Because optimisation is designed to ultimately improve application performance, TCP IP acceleration is a vital element, resulting in a user experience that is measurably up to 50 times faster than without optimisation.

The challenge in deploying business-critical applications globally is that the more latency introduced between the application and the user, the slower the application will seem to the user, as the session size will reduce over latency. This reduction is related to the way the TCP protocol was designed, requiring an acknowledgement before sending more packets or data. When high latency is introduced, the protocol sees this as possible packet loss or congestion, reducing the TCP IP window size and often resulting in retransmissions. TCP IP acceleration overcomes this problem by providing a local receipt or acknowledgement, ensuring the TCP IP window size remains high and reducing the probability of retransmissions.

Users want to be able to access their applications anywhere, at any time, with no latency.

In addition, data compression provides an average saving of up to 60% of optimised applications. This ensures more bandwidth available in the network, or the capability to reduce overall bandwidth requirements and save costs.

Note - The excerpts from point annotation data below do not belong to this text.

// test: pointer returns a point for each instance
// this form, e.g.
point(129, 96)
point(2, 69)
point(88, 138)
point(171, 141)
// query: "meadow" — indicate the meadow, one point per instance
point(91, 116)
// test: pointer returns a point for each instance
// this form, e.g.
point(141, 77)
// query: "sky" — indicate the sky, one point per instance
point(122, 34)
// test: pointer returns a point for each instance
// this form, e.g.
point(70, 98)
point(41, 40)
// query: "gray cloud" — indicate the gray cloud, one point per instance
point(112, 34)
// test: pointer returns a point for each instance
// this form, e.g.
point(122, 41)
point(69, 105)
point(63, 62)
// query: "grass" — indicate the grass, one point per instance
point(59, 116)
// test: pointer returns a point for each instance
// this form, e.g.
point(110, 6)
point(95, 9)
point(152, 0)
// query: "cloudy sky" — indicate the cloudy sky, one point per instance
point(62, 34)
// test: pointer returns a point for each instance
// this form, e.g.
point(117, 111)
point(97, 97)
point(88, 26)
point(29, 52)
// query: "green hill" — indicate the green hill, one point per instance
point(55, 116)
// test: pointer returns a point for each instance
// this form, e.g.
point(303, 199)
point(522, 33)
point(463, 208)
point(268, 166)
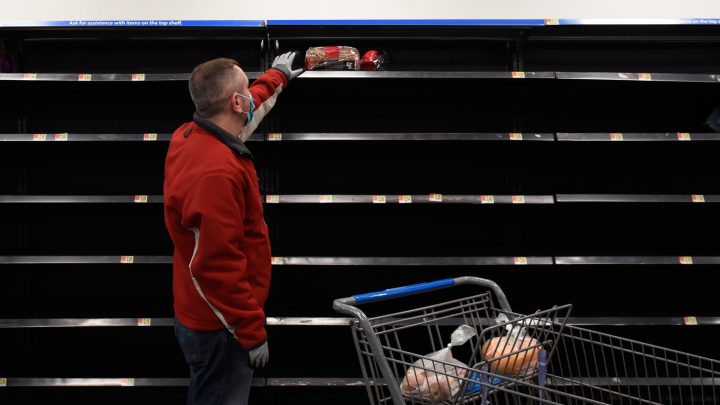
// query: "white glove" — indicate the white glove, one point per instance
point(283, 63)
point(259, 355)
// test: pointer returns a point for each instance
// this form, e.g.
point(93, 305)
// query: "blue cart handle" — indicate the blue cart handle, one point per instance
point(403, 291)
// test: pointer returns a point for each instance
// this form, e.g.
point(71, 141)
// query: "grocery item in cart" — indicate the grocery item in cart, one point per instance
point(332, 58)
point(430, 378)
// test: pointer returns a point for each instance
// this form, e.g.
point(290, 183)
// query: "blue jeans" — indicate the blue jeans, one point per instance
point(220, 372)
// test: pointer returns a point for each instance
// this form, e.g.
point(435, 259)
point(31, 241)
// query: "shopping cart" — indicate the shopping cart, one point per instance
point(514, 358)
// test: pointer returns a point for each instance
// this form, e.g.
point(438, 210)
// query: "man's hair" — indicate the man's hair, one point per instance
point(210, 85)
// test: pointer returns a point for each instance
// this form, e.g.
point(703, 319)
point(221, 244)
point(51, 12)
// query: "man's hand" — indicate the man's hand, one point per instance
point(259, 356)
point(283, 63)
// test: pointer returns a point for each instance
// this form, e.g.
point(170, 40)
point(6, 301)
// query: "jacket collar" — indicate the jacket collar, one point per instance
point(232, 142)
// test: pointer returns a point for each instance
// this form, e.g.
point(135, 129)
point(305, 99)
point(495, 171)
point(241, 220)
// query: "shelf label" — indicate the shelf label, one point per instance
point(487, 199)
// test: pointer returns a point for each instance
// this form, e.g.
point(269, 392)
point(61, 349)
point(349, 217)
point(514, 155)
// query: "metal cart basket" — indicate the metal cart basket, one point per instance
point(514, 358)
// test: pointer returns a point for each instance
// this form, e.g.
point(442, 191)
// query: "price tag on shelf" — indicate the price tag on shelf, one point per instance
point(487, 199)
point(685, 259)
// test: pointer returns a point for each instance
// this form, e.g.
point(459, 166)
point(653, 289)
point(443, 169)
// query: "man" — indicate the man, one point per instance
point(214, 215)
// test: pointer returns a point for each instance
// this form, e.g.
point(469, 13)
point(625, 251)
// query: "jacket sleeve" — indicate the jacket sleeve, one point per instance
point(214, 212)
point(264, 90)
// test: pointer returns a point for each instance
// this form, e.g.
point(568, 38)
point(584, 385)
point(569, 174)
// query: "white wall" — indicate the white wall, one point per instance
point(50, 10)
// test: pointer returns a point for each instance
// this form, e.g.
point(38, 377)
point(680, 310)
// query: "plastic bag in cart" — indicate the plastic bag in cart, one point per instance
point(434, 377)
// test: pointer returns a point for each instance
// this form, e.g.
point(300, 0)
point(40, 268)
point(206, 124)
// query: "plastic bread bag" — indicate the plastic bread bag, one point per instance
point(332, 58)
point(435, 377)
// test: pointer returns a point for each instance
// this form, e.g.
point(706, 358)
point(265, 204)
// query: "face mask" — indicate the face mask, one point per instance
point(252, 108)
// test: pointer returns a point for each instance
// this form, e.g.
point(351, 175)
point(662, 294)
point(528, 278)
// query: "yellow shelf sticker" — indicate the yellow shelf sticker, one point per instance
point(487, 199)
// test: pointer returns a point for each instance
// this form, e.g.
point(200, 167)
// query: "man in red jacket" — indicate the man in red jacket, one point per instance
point(214, 215)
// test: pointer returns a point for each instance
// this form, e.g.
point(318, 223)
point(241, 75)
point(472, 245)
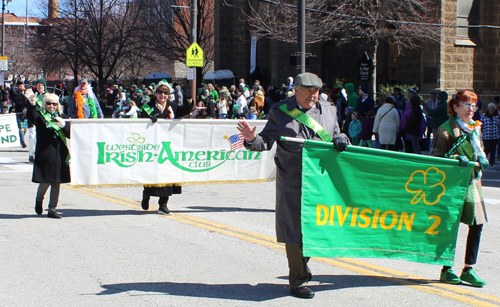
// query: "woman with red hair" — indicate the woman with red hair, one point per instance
point(460, 138)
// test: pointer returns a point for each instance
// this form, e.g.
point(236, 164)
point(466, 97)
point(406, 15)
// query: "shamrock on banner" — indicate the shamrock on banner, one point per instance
point(376, 203)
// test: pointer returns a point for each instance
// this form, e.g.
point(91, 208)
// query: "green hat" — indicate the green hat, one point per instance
point(41, 81)
point(308, 79)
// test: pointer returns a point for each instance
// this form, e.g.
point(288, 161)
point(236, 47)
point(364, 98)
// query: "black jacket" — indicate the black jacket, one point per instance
point(51, 152)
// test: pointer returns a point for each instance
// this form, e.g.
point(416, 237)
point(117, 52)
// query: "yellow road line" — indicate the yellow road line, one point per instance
point(393, 276)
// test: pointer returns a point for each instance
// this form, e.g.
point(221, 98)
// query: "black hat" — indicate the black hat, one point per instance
point(308, 79)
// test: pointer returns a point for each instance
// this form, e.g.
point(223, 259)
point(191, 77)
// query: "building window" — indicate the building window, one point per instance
point(468, 14)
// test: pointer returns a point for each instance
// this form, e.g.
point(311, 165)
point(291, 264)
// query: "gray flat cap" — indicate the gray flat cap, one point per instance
point(308, 79)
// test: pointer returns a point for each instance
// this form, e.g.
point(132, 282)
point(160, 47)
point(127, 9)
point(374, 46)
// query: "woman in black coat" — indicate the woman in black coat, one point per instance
point(51, 166)
point(159, 107)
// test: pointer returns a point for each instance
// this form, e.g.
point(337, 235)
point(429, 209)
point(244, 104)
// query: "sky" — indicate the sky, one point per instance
point(18, 7)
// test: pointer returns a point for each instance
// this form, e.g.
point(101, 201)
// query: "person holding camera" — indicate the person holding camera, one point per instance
point(301, 116)
point(51, 165)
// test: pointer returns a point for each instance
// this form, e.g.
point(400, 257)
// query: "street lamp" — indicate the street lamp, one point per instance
point(4, 4)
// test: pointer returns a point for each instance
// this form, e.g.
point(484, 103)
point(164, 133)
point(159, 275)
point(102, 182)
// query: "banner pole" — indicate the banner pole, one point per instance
point(380, 152)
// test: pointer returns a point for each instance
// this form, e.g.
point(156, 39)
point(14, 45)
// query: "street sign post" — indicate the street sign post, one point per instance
point(191, 74)
point(194, 56)
point(4, 63)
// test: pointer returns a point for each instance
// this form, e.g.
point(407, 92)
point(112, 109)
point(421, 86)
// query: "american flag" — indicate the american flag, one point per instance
point(236, 141)
point(28, 31)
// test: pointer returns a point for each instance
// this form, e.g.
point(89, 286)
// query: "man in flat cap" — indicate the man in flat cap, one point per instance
point(286, 118)
point(84, 103)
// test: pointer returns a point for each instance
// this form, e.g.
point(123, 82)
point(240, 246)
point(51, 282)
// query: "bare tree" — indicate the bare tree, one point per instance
point(401, 22)
point(169, 26)
point(61, 43)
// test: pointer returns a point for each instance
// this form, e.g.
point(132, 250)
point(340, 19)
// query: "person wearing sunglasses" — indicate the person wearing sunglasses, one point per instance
point(159, 107)
point(51, 165)
point(460, 138)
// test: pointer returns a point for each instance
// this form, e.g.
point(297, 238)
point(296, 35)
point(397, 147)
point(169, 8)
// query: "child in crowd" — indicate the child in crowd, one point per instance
point(367, 128)
point(355, 128)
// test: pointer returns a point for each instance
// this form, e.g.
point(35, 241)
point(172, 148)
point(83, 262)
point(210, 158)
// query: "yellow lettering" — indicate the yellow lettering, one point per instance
point(332, 215)
point(434, 225)
point(319, 209)
point(406, 220)
point(341, 216)
point(354, 216)
point(365, 218)
point(394, 219)
point(375, 218)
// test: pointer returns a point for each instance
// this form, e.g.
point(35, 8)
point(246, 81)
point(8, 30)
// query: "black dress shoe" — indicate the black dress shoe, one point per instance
point(302, 292)
point(163, 210)
point(54, 215)
point(38, 208)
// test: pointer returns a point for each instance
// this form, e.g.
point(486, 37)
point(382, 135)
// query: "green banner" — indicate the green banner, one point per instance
point(366, 202)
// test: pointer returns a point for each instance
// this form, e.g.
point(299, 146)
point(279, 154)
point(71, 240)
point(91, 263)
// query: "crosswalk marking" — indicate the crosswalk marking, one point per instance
point(11, 165)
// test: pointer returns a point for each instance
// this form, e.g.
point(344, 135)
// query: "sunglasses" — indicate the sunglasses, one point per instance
point(469, 106)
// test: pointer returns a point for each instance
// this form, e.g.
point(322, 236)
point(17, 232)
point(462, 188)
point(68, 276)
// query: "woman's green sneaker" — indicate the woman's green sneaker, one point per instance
point(450, 277)
point(471, 277)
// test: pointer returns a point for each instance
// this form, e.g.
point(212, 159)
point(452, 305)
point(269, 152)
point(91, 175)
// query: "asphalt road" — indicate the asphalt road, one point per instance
point(216, 249)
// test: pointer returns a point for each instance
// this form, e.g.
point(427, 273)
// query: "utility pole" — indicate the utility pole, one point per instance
point(194, 33)
point(301, 36)
point(4, 4)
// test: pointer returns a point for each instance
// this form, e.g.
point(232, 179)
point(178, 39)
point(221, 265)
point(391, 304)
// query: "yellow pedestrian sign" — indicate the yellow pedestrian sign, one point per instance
point(194, 56)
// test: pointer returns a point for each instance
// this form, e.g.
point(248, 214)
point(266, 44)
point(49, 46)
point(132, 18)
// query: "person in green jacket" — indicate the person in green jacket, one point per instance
point(352, 97)
point(439, 114)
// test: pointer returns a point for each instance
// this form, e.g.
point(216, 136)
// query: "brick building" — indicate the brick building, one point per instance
point(464, 58)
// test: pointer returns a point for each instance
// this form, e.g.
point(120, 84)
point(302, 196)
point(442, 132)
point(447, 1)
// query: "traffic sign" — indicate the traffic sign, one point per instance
point(194, 56)
point(191, 74)
point(4, 63)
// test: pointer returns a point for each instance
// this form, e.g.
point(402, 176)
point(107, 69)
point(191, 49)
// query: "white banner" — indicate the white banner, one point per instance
point(135, 152)
point(9, 132)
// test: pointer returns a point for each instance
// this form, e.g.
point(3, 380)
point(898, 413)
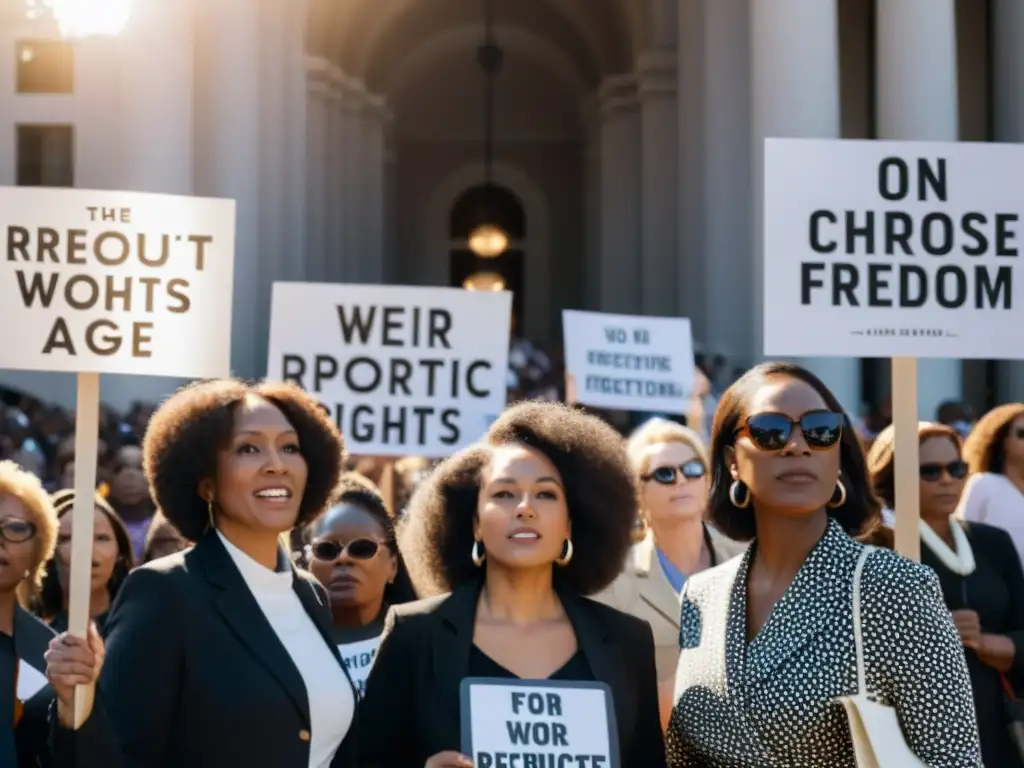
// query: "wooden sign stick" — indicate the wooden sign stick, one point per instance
point(86, 446)
point(905, 446)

Similarly, caching and deduplication create an additional layer of network efficiency by intelligently reducing duplicate information sent over the network. This can be extremely effective in CDN network content delivery, where there is a significant rate of data duplication. Users can expect an improved experience due to duplicated information and files being available locally, while IT managers can expect a drop in their bandwidth usage due to the reduction of bandwidth requirements.

Ultimately, today's businesses are as reliant on their networks as they are on other utilities such as electricity. Accessing global applications through the cloud is one of many ways the network forms the backbone of the business, and yet gaining competitive advantage through these applications is reliant on addressing latency and cost.

There is no doubt the benefits of network optimisation are many: improved productivity, cost savings, and better utilisation of resources, to name a few. The sooner the organisation takes a proactive approach to the flow of data and its management, as well as the hierarchy within the network, the quicker the business will be able to realise these benefits. Network optimisation should not be ignored. Businesses wishing to thrive will ignore it at their peril.

Have you measured the latency of your network? Do you have fast, flexible and economical access to your business-critical applications with almost the same experience as if the application was used over a LAN or accessed from your own data centre?